Online dating is a terrible minefield, recently proven to be dishearteningly pointless. But maybe you are out there. And perhaps you are currently, maybe even this minute, sorting out your profile picture/essay/opening conversational gambit. You need to be flirty, funny, possibly with a cat. No, not with a cat… are you mad? Let’s try a dog. Must look look fit/outdoorsy/relaxed/sexy. Don’t forget sexy. But not like you are trying. Not really bothered. Maybe a bit bothered but not desperate. But it’s not over once you’ve got a match. Say hello to the torture of Tinder bantz. I can’t believe I wrote bantz. Sorry. So Distractify published attempts at seductive sweet talking that may make you feel better about yourself and your own patter. Hopefully. Of course, they may just make you feel afraid.
I love the fact that you reply within seconds
I love the fact that you reply at all
Holy guacamole, hi there
Listen I’ll be honest with you, in the future with your next match do NOT use holy guacamole.
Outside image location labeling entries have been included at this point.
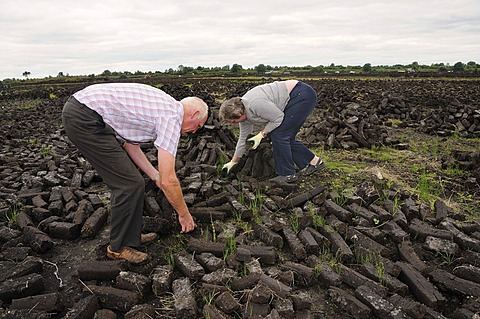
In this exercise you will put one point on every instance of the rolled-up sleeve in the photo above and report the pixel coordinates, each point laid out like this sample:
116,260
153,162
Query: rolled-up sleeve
246,128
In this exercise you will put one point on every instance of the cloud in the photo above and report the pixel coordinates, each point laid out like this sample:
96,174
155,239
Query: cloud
51,36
You are a good-looking guy but that killed it, I am allergic to guacamole and you
Nice choice of words. Bravo avocado
Are you short?
Damn, I am a lot tahlur
Wanna hear a pickup line
Are you a hen because you are eggsactly what I’m looking for
Well I’d consider myself more an egg, cause I’m looking to get laid
Hey what you up to?
Not much you? [actually said NM U but what are we, savages?]
Playing with my dick
Gd 2 know
N nothing weird like that, my younger brother’s name is Dick
Yeah, I was just wanking him off
Good luck one and all. Remember it’s all just practice. Until it’s for real. You’ll know.